S.5601 (Carlucci) / A.7167 (Kavanagh)


Director of Government Affairs
518.465.7511, ext. 204


S.5601 (Carlucci) / A.7167 (Kavanagh)


Relates to Notification of a Security Breach



The Business Council of New York State, the state’s leading statewide business and industry association, opposes this legislation that broadens the scope of information covered under the notification provisions regarding security breaches and mandates new reporting systems.
We have numerous concerns regarding this legislation including the following:

  • The bill expands the definition of personal information to include biometric information: user name or email addresses and HIPPA generated information (“health information”).  Since this is not defined, and it may not directly relate to how individuals are identified, it leaves open the method for collection, and correspondingly, preservation in regards to breach.
  • The new term “without valid authorization” is not defined and raises concerns since the underlying law already covers “unauthorized acquisition” and another term “unauthorized person” is also utilized in the bill.
  • In regards to “credit cards” the bill also inserts the phrase “or other credit device” yet the ensuing language makes it appear that the consumer, not the lender, is the creditor. The same situation is present under the term “debit card”. This is a confusing and potentially problematic change regarding the definitions of credit and debit cards and “devices”.
  • The bill also mandates that credit and debit card issuers that issue new credit or debit cards as a result of a breach provide notice prior to the issuance of replacement cards.
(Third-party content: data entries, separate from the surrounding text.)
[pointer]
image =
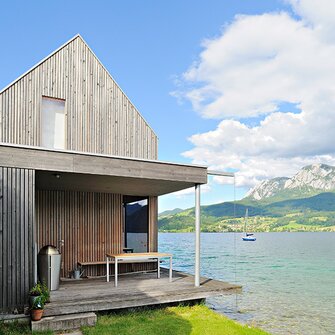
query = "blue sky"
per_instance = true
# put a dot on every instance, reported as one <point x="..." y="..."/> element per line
<point x="156" y="52"/>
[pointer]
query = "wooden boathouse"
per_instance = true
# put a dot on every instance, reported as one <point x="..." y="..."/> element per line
<point x="79" y="170"/>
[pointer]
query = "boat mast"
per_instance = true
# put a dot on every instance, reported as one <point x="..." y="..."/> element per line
<point x="246" y="221"/>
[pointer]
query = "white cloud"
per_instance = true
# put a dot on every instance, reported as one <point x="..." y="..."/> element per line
<point x="190" y="192"/>
<point x="257" y="64"/>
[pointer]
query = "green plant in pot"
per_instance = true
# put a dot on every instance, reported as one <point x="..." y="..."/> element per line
<point x="37" y="308"/>
<point x="35" y="292"/>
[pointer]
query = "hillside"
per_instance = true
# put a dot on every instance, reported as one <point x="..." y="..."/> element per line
<point x="305" y="201"/>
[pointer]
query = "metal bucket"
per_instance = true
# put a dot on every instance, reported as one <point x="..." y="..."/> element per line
<point x="49" y="263"/>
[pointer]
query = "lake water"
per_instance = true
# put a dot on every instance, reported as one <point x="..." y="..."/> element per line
<point x="288" y="279"/>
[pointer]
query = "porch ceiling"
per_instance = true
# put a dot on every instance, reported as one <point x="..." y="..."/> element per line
<point x="69" y="170"/>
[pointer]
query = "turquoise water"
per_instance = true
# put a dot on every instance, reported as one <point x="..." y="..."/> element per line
<point x="288" y="279"/>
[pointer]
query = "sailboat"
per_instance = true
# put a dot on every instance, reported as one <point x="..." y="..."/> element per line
<point x="247" y="236"/>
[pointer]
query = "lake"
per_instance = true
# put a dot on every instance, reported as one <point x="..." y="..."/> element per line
<point x="288" y="279"/>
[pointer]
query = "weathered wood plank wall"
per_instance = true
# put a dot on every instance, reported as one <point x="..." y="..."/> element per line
<point x="90" y="225"/>
<point x="17" y="192"/>
<point x="100" y="117"/>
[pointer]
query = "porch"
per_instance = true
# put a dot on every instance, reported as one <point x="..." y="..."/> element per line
<point x="134" y="290"/>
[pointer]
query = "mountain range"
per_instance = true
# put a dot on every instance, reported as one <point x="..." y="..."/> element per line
<point x="305" y="201"/>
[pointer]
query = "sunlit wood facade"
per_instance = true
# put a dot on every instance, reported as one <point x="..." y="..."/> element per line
<point x="73" y="197"/>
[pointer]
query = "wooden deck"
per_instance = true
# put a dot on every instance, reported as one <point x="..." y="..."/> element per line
<point x="134" y="290"/>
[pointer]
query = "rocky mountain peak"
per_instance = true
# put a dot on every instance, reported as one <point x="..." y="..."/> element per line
<point x="316" y="177"/>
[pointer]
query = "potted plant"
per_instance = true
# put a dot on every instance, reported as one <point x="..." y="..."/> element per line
<point x="37" y="308"/>
<point x="35" y="292"/>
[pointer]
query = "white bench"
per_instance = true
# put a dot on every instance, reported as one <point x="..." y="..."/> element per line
<point x="137" y="257"/>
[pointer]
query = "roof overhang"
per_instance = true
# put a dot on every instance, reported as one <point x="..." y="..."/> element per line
<point x="79" y="171"/>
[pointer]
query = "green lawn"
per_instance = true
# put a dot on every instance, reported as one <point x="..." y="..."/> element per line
<point x="195" y="320"/>
<point x="188" y="320"/>
<point x="15" y="328"/>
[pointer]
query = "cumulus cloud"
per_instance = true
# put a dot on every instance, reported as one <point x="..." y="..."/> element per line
<point x="190" y="191"/>
<point x="259" y="64"/>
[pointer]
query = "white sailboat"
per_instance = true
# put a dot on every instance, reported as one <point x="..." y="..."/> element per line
<point x="247" y="236"/>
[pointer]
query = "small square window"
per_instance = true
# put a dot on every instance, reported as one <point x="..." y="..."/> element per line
<point x="53" y="123"/>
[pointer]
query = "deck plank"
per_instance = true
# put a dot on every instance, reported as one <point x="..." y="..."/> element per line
<point x="134" y="290"/>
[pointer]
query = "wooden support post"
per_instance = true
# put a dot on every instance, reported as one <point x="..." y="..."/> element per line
<point x="197" y="236"/>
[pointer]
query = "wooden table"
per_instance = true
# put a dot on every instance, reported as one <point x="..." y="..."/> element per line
<point x="136" y="257"/>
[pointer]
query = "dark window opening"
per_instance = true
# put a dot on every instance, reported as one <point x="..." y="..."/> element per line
<point x="136" y="223"/>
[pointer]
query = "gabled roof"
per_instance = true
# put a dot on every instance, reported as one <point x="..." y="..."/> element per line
<point x="57" y="50"/>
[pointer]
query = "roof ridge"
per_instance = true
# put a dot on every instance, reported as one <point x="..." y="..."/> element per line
<point x="96" y="57"/>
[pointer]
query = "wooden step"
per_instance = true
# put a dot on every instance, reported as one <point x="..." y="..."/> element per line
<point x="64" y="322"/>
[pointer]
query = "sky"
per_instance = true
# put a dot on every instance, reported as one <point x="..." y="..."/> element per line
<point x="242" y="86"/>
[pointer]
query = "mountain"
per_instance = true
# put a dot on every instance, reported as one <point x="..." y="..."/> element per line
<point x="170" y="212"/>
<point x="309" y="181"/>
<point x="303" y="202"/>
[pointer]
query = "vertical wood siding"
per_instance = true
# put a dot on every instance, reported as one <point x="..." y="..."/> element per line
<point x="90" y="225"/>
<point x="17" y="191"/>
<point x="153" y="224"/>
<point x="100" y="117"/>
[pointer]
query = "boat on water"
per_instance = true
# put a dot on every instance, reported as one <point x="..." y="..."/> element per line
<point x="247" y="236"/>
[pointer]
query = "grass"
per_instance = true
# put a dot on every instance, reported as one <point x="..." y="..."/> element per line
<point x="182" y="320"/>
<point x="195" y="320"/>
<point x="15" y="328"/>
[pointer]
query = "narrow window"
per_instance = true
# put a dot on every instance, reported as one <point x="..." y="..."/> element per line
<point x="136" y="225"/>
<point x="53" y="123"/>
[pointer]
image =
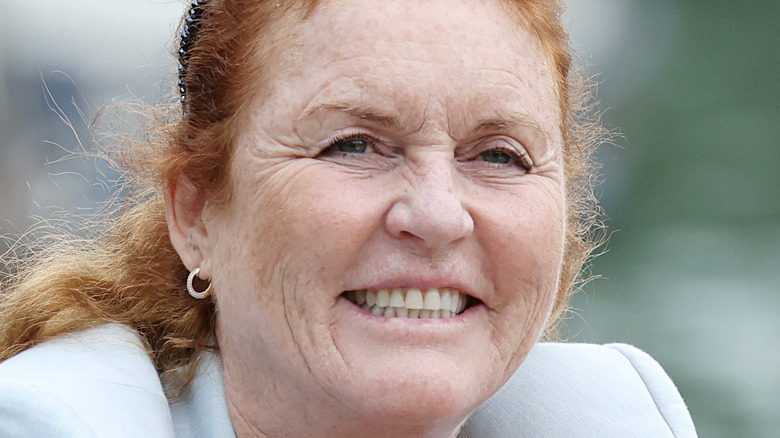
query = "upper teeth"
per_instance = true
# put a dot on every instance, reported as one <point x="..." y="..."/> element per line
<point x="410" y="302"/>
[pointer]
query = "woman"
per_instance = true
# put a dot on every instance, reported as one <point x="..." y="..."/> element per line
<point x="378" y="208"/>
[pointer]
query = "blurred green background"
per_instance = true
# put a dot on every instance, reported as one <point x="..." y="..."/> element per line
<point x="691" y="270"/>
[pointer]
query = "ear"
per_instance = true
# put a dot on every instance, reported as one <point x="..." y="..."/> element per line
<point x="184" y="205"/>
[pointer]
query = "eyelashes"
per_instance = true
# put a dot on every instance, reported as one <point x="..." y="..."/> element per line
<point x="492" y="152"/>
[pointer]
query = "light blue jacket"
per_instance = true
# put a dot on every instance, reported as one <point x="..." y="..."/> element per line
<point x="100" y="383"/>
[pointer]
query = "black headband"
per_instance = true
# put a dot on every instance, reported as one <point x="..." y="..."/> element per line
<point x="188" y="35"/>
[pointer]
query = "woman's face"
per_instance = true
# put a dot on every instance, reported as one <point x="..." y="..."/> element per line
<point x="384" y="161"/>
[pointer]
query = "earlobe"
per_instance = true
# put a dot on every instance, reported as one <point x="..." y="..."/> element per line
<point x="184" y="205"/>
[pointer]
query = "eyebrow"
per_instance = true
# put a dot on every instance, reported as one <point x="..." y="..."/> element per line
<point x="513" y="121"/>
<point x="359" y="112"/>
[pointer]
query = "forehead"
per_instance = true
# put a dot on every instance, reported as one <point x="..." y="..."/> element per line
<point x="449" y="53"/>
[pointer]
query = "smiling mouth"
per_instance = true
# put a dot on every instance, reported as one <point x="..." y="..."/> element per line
<point x="411" y="302"/>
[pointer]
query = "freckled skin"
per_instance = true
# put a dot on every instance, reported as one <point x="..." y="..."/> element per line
<point x="419" y="205"/>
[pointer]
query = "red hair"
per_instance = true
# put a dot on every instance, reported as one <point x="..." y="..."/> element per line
<point x="128" y="272"/>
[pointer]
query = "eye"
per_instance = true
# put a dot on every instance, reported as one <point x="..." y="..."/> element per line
<point x="354" y="144"/>
<point x="507" y="155"/>
<point x="496" y="156"/>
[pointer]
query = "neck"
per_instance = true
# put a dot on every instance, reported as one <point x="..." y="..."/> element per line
<point x="298" y="424"/>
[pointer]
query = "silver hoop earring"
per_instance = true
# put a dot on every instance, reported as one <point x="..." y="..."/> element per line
<point x="195" y="294"/>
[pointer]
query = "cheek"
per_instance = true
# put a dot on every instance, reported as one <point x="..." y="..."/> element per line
<point x="525" y="239"/>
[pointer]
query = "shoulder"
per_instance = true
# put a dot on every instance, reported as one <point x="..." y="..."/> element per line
<point x="585" y="390"/>
<point x="96" y="383"/>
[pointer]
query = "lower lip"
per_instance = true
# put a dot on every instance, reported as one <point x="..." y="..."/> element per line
<point x="406" y="325"/>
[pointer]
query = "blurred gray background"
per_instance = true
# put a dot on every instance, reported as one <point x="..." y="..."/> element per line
<point x="692" y="269"/>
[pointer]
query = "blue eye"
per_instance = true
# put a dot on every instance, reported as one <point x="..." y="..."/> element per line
<point x="496" y="156"/>
<point x="351" y="145"/>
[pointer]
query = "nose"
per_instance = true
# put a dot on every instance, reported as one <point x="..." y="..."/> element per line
<point x="430" y="214"/>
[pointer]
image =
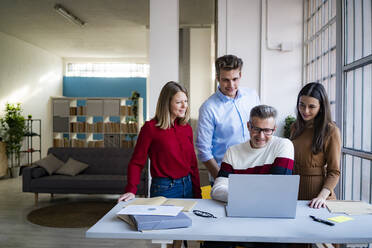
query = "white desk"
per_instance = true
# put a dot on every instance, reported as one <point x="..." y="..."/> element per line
<point x="300" y="230"/>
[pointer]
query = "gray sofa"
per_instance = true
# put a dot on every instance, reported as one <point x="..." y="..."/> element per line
<point x="106" y="174"/>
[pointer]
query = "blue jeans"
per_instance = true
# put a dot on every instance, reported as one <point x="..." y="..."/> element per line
<point x="171" y="188"/>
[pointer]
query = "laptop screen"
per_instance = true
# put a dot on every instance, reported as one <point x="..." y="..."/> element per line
<point x="257" y="195"/>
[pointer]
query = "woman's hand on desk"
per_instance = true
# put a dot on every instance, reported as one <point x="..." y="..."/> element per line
<point x="126" y="197"/>
<point x="318" y="202"/>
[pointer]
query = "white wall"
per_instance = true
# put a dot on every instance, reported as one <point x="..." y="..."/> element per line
<point x="163" y="50"/>
<point x="201" y="80"/>
<point x="30" y="75"/>
<point x="276" y="75"/>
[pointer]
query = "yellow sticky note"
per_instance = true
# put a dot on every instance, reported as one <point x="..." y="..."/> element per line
<point x="340" y="219"/>
<point x="206" y="192"/>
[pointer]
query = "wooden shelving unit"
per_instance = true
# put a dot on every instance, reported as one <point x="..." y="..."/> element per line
<point x="95" y="122"/>
<point x="32" y="142"/>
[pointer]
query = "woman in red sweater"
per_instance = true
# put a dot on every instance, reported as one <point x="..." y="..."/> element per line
<point x="167" y="140"/>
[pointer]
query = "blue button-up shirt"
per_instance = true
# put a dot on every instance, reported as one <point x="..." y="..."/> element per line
<point x="223" y="122"/>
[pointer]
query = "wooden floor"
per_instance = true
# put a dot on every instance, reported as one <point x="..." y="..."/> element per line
<point x="16" y="231"/>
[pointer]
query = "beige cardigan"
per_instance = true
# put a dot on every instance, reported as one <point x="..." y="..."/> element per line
<point x="320" y="170"/>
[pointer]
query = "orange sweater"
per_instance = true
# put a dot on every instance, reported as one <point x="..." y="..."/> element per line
<point x="320" y="170"/>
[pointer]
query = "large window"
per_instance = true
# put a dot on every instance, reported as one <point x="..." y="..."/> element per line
<point x="357" y="103"/>
<point x="320" y="46"/>
<point x="338" y="54"/>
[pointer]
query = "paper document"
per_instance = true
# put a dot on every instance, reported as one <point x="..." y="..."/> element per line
<point x="349" y="207"/>
<point x="187" y="204"/>
<point x="151" y="210"/>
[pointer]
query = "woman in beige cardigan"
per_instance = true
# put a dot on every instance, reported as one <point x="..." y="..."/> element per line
<point x="317" y="144"/>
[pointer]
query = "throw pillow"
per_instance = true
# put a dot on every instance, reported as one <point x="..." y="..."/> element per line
<point x="50" y="163"/>
<point x="72" y="167"/>
<point x="38" y="172"/>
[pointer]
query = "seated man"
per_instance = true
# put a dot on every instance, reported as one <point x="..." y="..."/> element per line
<point x="263" y="153"/>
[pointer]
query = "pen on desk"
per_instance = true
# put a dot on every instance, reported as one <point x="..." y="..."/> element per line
<point x="322" y="221"/>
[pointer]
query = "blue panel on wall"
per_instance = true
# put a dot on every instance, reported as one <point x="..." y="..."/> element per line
<point x="81" y="118"/>
<point x="81" y="102"/>
<point x="97" y="119"/>
<point x="81" y="136"/>
<point x="115" y="119"/>
<point x="104" y="87"/>
<point x="98" y="136"/>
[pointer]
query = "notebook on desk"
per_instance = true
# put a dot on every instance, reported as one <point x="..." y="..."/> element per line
<point x="259" y="196"/>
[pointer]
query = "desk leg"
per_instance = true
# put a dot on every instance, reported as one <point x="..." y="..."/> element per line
<point x="163" y="243"/>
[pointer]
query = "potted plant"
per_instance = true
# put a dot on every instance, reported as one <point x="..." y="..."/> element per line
<point x="13" y="129"/>
<point x="287" y="127"/>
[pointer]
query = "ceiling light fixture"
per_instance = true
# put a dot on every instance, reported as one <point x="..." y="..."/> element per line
<point x="68" y="15"/>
This is unnecessary, and it could delay the process of issuance and is not found in other aspects of state law.
  • The penalty structure associated with data breach is also increased from ten to twenty dollars per incident for failure to issue notifications of a breach and runs to a threshold of $250,000 (as compared with a previous level of one hundred thousand).
  • The Department of Financial Services recently implemented a stringent cybersecurity and data privacy regulation that requires similar notification and procedural safeguards, making this bill redundant for some sectors.

In summary, this legislation imposes significant new – and in some cases, duplicative – compliance obligations on business, in addition to creating vague new definitions and standards.  For the reasons stated above, the Business Council opposes adoption S. 5601 / A. 7167.